BONUS ROUND: Oh, you know what I’m going to say: add this info to a database – and review it before you actually pitch any partners!

Trade-Up Tip #4: Improve Your Project Development Process
Seeking “the right” talent to attach to a project? You can test the industry’s temperature for star “heat” by reading that “Kid, Not Play, May Get Talk Show.” Or get a great lesson in built-in conflict for reality pitches when you read that “Season three of Run’s House on MTV begins April 9 at 10p. Rev. Run and the Simmons family return to face new crisis and growth situations such as the two oldest daughters, Angela and Vanessa living on their own in Manhattan.” (© 2007 Cynopsis). Whenever you read about greenlit projects in your industry, consider it powerful development guidance for your own projects.

ACTION PLAN: Scan the trades for talent and story success stories and see what equally compelling “headlines” you could write to promote your own projects. Do you have more work to do to develop the project?

BONUS ROUND: Write the headlines – and send them to your focus group to see if they want to see that show!

Trade-Up Tip #5: Gather Insider Information
I call this “Room Wisdom.” These are articles that give you explanations of how our business works that help you get inside the minds of the studio, network and production execs you are pitching. For example, the Hollywood Reporter recently ran an article called “Ad Ratings To Gain At Upfront,” explaining that advertisers increasingly want to base the ad dollars they commit to a network on ratings for the actual commercials that run during programs, rather than ratings for the shows themselves. Is that a big shift? Of course! Is that something you can talk about intelligently in the room when possible ratings enter the discussion? Sure – if you’ve read the article.

ACTION PLAN: Read insider information articles and make sure you can summarize the general idea into a straightforward sentence (like I just did above).

BONUS ROUND: Learn the article’s new buzzwords and do additional research on them. For my example article, you would research “ad ratings” (aka “commercial ratings”) and the new Nielsen measurements they represent.

Trade-Up Tip #6: Scan for Who | What | Where
I’ll say it again – success in isn’t just about know-how; it’s about know-WHO. You absolutely must know who the players are that can buy your projects or otherwise assist their sale. All the trades announce executive hiring, firings and job-swappings. Many also feature producers who have just sold new projects. You must know these names to learn whom you already know and whom you need to meet with – not just in the room, but also at panels, seminars and conferences you see advertised.

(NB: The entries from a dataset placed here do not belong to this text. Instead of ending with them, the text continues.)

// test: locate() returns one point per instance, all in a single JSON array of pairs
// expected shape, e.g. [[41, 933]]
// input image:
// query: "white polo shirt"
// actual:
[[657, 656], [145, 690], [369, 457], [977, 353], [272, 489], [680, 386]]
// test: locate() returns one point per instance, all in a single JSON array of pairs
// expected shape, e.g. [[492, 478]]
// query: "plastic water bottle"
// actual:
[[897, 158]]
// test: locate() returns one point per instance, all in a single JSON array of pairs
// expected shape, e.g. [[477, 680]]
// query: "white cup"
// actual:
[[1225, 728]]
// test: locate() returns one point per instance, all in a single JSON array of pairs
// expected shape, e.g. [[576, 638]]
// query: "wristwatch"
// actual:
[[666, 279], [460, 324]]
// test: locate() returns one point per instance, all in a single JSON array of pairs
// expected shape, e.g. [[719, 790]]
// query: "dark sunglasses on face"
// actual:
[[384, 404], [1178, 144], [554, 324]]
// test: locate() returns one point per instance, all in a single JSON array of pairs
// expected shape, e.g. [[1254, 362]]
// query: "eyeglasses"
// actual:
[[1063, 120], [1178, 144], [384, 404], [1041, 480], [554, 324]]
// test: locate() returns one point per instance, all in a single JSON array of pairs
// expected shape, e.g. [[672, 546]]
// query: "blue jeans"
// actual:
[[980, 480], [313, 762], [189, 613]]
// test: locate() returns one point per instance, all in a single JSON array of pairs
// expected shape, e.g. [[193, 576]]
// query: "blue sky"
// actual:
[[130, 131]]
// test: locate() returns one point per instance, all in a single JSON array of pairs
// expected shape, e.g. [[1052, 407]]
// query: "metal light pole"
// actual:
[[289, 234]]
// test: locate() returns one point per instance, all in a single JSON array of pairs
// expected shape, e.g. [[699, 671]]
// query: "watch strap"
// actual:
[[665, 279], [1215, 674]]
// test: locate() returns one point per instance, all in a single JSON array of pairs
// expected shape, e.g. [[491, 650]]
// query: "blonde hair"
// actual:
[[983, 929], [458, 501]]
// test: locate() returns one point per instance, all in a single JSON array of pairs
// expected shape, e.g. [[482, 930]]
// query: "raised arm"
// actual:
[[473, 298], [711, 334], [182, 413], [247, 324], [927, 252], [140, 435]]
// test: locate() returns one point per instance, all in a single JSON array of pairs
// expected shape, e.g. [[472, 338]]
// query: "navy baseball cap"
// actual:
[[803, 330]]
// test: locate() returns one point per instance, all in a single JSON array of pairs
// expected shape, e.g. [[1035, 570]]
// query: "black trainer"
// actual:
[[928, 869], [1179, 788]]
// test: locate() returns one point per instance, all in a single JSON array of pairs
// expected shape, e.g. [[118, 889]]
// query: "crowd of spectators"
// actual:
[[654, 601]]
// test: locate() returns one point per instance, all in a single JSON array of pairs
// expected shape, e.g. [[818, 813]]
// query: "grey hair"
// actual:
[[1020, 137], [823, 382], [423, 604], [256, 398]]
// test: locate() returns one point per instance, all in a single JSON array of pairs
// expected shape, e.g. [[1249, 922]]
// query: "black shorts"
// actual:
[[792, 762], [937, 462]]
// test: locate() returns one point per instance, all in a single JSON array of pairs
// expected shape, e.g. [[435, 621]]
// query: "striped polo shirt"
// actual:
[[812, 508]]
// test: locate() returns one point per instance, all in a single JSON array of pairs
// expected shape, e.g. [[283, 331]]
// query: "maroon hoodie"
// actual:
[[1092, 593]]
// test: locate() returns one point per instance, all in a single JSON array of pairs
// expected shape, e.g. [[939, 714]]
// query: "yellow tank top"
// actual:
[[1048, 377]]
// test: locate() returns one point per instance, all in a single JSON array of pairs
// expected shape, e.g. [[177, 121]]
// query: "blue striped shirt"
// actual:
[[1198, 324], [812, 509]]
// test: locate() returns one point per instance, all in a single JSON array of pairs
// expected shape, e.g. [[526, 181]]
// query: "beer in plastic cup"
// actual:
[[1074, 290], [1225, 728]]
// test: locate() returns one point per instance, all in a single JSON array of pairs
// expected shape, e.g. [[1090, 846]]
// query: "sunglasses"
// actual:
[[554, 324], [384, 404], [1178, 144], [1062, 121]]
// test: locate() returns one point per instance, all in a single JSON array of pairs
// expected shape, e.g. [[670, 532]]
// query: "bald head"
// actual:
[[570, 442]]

For example: got contacts at “The Amazing Race”? Guess what? Now you might have contacts at Oprah’s new wish fulfillment show – the trades just announced “‘Race’ duo to oversee Harpo reality series.” But before you send an e-mail blast to everyone you know who works anywhere, please read my article: “Breaking Into Hollywood – Do you know anyone who’s hiring?” Please don’t ever let the first thing you say to someone – a stranger OR a friend – be “What can you do for me?” Make sure your energy in this industry is balanced between advancing your own dreams and sincerely investing in your core circle’s dreams at the same time. Those contacts are the ones who’ll call YOU to yell, “Hey, I just got the new Oprah show – send me your rez!”

ACTION PLAN: Database the names of studio execs, network execs, production execs, financiers and show runners and keep it updated through your daily trade reads. Start with the network and prod co dbs we give you at our online group, and keep it up-to-date. Those names are the key to your selling a project.

BONUS ROUND: Today, right now, send an e-mail to the five people who have helped you most in your career. Offer something specific to help them back – even if its updating one of THEIR databases. Get balance back in your professional relationships – and watch the immediate shift in your professional progress.

BONUS, BONUS ROUND – Stop typing your latest email blast asking people you otherwise never check in on to find you work. Now re-read “Bonus Round” and give that approach a try instead. Please trust me on this. And remember, send thank you truffles or coffee cards to everyone who ever gets you in front of anyone else for a meeting – whether you close a deal or not.